In a sense, it is supported. The Awkward Array library has the same columnar data types as Arrow, so an Arrow → Awkward conversion is zero-copy[1], and Awkward Arrays are a registered Numba extension, so you can iterate over them in JIT-compiled functions.
Here’s an example, starting from a Pandas ArrowStringArray:
>>> import numpy as np
>>> import pandas as pd
>>> import pyarrow as pa
>>> import awkward as ak
>>> import numba as nb
>>> x = pd.array(
... ['This is', 'some text', None, 'data.'], dtype="string[pyarrow]"
... )
>>> pa.array(x)
<pyarrow.lib.ChunkedArray object at 0x7fea6c47d770>
[
[
"This is",
"some text",
null,
"data."
]
]
>>> ak.from_arrow(pa.array(x))
<Array ['This is', 'some text', None, 'data.'] type='4 * ?string'>
>>> @nb.njit
... def f(strings):
... out = np.zeros(len(strings), dtype=np.int64)
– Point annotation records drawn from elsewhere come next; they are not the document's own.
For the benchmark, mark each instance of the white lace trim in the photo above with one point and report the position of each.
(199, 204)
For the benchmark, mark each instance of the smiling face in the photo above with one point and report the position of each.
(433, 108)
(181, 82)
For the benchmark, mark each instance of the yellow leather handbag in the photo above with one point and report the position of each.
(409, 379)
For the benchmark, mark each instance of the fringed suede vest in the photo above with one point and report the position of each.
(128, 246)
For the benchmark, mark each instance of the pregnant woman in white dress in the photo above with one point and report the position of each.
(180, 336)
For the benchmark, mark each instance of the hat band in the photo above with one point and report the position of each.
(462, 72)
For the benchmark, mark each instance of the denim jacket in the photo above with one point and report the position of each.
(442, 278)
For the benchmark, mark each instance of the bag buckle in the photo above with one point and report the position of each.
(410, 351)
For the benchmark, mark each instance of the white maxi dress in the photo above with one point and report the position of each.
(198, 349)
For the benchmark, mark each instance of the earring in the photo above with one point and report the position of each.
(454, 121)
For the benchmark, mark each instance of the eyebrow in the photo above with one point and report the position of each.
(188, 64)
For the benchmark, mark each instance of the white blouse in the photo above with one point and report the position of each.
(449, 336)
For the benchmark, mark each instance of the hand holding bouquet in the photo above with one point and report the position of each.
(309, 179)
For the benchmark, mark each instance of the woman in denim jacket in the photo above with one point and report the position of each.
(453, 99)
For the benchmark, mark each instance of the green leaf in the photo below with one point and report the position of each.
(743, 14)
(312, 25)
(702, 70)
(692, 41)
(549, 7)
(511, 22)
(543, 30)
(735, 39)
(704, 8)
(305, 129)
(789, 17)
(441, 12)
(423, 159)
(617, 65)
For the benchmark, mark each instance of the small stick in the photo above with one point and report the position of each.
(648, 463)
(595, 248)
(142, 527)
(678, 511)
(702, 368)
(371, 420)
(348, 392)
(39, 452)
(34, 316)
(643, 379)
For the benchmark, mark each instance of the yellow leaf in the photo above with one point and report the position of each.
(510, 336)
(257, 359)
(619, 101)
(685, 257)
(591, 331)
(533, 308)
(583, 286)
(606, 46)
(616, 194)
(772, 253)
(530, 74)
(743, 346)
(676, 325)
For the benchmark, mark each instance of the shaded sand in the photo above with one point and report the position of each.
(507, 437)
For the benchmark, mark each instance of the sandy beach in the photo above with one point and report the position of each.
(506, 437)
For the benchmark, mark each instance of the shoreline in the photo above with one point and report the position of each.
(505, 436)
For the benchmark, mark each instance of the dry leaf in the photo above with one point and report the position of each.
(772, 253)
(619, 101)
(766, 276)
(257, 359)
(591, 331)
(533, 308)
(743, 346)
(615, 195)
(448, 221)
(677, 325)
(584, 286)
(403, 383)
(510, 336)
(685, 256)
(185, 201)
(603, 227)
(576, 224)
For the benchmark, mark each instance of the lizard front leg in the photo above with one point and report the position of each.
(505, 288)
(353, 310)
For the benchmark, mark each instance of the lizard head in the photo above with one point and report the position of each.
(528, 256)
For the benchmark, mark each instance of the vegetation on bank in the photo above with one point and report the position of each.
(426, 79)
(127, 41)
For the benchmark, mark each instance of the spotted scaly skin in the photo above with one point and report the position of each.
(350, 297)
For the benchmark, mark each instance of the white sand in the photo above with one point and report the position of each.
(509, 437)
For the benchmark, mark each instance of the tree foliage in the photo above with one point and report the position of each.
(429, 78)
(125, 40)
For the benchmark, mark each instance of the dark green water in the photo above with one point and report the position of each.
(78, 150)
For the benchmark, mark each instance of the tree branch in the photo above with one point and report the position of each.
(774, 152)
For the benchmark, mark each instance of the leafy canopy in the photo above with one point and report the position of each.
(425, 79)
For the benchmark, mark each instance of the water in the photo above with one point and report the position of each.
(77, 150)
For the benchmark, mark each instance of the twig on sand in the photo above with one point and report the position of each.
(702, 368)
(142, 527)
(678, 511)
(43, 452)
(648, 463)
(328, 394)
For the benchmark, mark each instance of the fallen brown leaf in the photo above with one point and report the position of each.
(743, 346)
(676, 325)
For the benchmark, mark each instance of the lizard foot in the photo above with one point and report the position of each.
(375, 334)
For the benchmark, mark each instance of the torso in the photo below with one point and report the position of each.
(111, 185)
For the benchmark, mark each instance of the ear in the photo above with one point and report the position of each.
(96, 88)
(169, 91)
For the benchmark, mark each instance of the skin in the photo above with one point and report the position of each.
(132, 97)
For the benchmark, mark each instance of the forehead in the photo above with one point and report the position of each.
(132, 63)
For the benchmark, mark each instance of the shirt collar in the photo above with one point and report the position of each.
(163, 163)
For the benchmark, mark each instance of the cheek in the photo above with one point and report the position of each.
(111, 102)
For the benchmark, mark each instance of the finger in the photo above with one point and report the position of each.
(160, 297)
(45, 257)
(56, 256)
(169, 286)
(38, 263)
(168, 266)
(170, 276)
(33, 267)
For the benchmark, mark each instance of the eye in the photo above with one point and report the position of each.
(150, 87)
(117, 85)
... for i, s in enumerate(strings):
... if s is not None:
... out[i] = ord(s[0])
... return out
>>> f(ak.from_arrow(pa.array(x)))
array([ 84, 115, 0, 100])
Strings are a very specific data type; Arrow can represent nested structs, variable length lists, missing data, and heterogeneous data, too. These data types can be zero-copy converted[1:1] to Awkward Arrays and those Awkward Arrays can be iterated over in Numba, which means iterating over the original Arrow buffers. In the Numba function, Arrow structs (Awkward records) appear as objects with attributes, variable-length lists appear as sequence types, and missing values as None.[2]
Going the other way—producing non-rectilinear data structures in Numba and sending them to an Arrow buffer—can be done using Awkward’s ArrayBuilder and ak.to_arrow, but it’s not as slick and it requires more data copies.
This capability doesn’t reside within the Numba project; a user has to piece these things together with different libraries, but it is possible.
-
Well, there’s exactly one exception to zero-copy conversion from Arrow: Arrow’s sparse unions have to be converted into dense unions before conversion, so one index buffer per sparse union needs to be allocated and filled. ↩︎ ↩︎
-
Awkward Arrays with union types can’t be iterated over in Numba-compiled functions, so that’s another limitation, also related to unions. Generally speaking, union-types are the rough edge of support. ↩︎